25 May 2024
Oxford vaccine preparation technology 5

Oxford vaccine preparation technology 5

ChAdOx, AstraZeneca/Oxford's Covid-19 vaccine, is prepared based on viral vector technology, using harmless flu viruses from chimpanzees.

On November 23, pharmaceutical company AstraZeneca and Oxford University announced that the ChAdOx vaccine is 90% effective depending on the dose.

The vaccine’s protection level ranges from 62-90%, depending on the dose.

The trial used a control group and a placebo, the meningitis vaccine.

The Oxford vaccine is prepared using vector technology, using a harmless cold virus (adenovirus) from chimpanzees, cultured in the laboratory.

To date, Covid-19 vaccines developed based on vector technology include Sputnik-V by Gamaleya Institute (Russia), Adenovirus 26 by Johnson & Johnson (USA) and Ad5 by CanSino (China).

Scientist from the Jenner Institute, Oxford University is researching the ChAdOx vaccine.

Currently, no vaccine from a viral vector has been officially approved, including Sputnik, which was approved for emergency use by Russia.

When Covid-19 appeared, the team of scientists at Oxford University’s Jenner Institute had a good start.

In April, Oxford became a development and manufacturing partner with AstraZeneca.
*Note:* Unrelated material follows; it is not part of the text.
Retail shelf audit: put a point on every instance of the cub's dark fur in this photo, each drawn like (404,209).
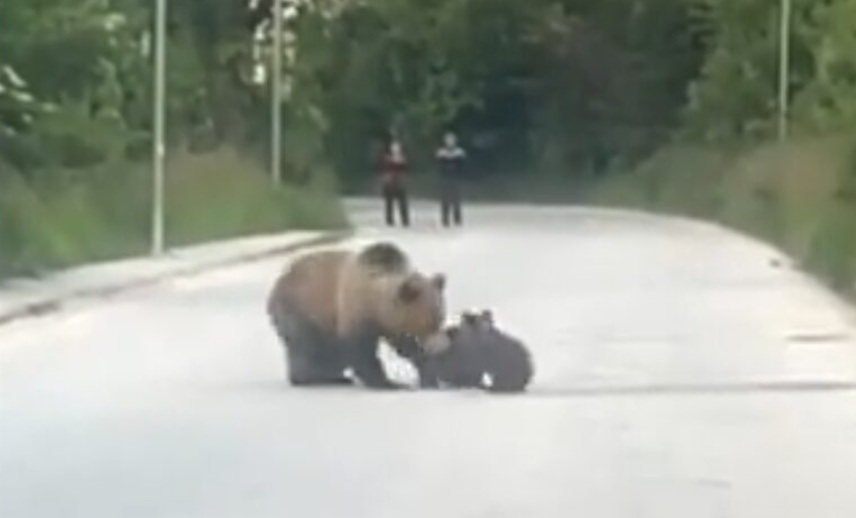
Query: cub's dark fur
(479,356)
In May, the US Department of Health and Human Services (HHS) committed $1.2 billion to fund the development and production of the Oxford/AstraZeneca vaccine.

Typically, vaccines need to be stored in the `cold chain` to keep the active ingredient intact and stable when it reaches the patient.

Oxford vaccine can be stored long-term at 2-8 degrees Celsius, the temperature of a regular refrigerator.

Public health experts warn of the challenge of building distribution networks around the world, especially at a time when budgets are tightening in many places.